Dev Log
Why We're Building an AI Agent Framework in TypeScript
The AI agent tooling ecosystem is dominated by Python. But production applications are TypeScript. We think that mismatch has a real cost, and we built something to close it.
Here is the question we kept asking ourselves last year: why do developers have to write their AI logic in Python and their application logic in TypeScript?
It is not a rhetorical question. There are real, historical reasons the AI tooling ecosystem landed in Python. NumPy, PyTorch, Hugging Face — the research stack is Python, so the early tooling was Python, so the tutorials were Python, and here we are. LangChain, CrewAI, AutoGen. All Python-first.
But the applications that users actually touch? Mostly TypeScript. Next.js. Node. React. The gap between “where AI tooling lives” and “where production apps live” has become something developers paper over with microservices, REST wrappers, and a lot of context-switching.
We think that has a real cost.
The Production Reality
A typical setup we have seen from teams reaching out to us: Python FastAPI service handling the agent/RAG logic, Next.js frontend calling it over HTTP, separate deployment pipelines, type definitions duplicated in both languages, and debugging that crosses two runtimes.
This is not a complaint about Python. Python is the right language for ML research. Training loops, tensor ops, model fine-tuning — none of that should move to TypeScript. But running an agent that calls tools, retrieves context, and returns a structured response to a web app? That is application logic. It belongs where the application lives.
The stack tax is real: two languages, two type systems, two deployment targets, two sets of dependencies to audit.
What Already Exists
Mastra is the closest thing to what we are building. They are TypeScript-first, they came out of the team that built Gatsby, and they have 22k+ GitHub stars and $13M in seed funding. We respect what they are doing. They validated the market.

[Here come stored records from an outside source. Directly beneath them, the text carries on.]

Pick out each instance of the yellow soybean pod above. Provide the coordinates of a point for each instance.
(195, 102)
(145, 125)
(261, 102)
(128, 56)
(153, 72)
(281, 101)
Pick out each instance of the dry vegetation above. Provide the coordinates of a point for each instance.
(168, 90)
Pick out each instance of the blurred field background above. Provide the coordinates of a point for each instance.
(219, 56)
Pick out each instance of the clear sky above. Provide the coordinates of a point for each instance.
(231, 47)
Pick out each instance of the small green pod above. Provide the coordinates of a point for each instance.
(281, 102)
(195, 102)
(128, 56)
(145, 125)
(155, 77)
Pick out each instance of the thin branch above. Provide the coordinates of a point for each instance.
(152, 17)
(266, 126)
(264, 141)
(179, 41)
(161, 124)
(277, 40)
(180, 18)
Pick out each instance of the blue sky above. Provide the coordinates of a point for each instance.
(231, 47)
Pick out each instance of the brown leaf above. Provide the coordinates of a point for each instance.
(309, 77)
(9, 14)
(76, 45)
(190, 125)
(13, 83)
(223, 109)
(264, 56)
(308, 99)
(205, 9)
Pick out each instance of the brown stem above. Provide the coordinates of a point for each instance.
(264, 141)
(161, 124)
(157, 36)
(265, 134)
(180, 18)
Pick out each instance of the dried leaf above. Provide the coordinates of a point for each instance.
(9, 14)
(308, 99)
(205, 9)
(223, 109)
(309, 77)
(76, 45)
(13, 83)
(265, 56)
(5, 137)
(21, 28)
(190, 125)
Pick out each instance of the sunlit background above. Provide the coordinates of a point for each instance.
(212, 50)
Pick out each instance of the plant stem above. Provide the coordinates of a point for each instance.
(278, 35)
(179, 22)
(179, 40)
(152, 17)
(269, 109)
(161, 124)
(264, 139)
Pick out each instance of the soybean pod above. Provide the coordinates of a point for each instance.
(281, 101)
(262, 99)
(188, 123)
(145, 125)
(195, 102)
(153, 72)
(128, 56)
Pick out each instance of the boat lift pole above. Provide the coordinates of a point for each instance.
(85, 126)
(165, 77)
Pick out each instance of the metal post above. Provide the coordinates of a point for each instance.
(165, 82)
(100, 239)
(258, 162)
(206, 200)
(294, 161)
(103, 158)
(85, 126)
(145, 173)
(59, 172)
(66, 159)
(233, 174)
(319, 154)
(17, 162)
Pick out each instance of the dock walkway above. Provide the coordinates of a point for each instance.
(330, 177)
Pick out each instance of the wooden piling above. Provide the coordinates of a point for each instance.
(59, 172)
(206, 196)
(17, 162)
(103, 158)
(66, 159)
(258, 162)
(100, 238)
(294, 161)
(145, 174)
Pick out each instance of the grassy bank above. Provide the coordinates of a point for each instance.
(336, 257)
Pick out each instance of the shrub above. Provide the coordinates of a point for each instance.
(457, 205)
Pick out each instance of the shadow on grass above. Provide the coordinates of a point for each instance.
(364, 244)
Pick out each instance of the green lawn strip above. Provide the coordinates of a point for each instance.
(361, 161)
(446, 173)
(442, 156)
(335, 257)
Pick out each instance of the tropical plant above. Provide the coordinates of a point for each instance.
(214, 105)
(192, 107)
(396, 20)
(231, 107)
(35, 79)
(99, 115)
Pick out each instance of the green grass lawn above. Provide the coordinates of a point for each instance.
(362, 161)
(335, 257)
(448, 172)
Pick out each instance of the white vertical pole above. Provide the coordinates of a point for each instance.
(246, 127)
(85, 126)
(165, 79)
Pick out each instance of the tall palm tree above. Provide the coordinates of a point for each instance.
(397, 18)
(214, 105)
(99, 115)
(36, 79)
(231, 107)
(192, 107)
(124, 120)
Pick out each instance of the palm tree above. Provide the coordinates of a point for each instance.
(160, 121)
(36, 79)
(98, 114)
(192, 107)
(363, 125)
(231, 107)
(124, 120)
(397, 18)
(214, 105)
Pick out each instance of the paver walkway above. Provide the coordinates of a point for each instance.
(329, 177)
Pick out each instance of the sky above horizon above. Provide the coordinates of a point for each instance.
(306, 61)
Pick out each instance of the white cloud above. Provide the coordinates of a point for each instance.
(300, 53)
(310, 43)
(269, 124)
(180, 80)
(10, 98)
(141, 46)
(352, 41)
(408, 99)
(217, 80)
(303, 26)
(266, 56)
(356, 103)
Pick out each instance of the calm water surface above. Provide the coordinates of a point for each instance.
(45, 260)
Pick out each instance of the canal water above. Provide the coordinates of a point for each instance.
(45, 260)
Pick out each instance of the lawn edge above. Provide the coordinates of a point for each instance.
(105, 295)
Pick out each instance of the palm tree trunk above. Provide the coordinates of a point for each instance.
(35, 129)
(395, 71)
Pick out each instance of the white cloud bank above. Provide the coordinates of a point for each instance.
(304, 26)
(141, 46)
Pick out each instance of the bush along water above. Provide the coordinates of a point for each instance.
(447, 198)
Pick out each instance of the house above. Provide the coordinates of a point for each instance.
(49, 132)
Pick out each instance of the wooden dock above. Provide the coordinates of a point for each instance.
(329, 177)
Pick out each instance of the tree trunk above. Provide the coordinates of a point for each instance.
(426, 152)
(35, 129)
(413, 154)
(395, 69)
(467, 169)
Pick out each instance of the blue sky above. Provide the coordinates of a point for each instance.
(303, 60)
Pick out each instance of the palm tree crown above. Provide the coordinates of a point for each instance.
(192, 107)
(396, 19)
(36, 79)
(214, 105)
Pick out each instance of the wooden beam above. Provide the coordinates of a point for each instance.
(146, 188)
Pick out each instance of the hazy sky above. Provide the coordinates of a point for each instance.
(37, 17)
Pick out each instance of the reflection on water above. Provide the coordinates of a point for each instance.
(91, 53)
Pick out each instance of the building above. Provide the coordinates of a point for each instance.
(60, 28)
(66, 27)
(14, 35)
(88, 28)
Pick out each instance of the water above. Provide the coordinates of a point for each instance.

Vercel AI SDK is excellent for streaming LLM responses in Next.js apps. It handles model routing across 40+ providers cleanly. But RAG in the AI SDK is bolt-on: you bring your own vector store, your own embedding pipeline, your own chunking logic. The framework does not have opinions about how your data gets in or stays fresh.
That is where we think there is space.
RAG-Native, Not RAG-Adjacent
The core bet we are making: RAG should be a first-class primitive in the framework, not a tutorial you follow to wire three separate services together.
When you use Schift, you do not configure a vector store, pick an embedding model, set up a chunking strategy, and then connect it to your agent. You point the agent at a bucket and it works.
import { Agent, RAG } from '@schift-io/sdk';
const agent = new Agent({ name: 'support-bot', rag: new RAG({ bucket: 'docs' }), model: 'claude-sonnet-4-20250514',});
const response = await agent.run('How do I migrate embeddings?');That is the full setup. The RAG layer handles embedding, retrieval, and context assembly. The agent handles tool use, memory, and response generation. You write the application.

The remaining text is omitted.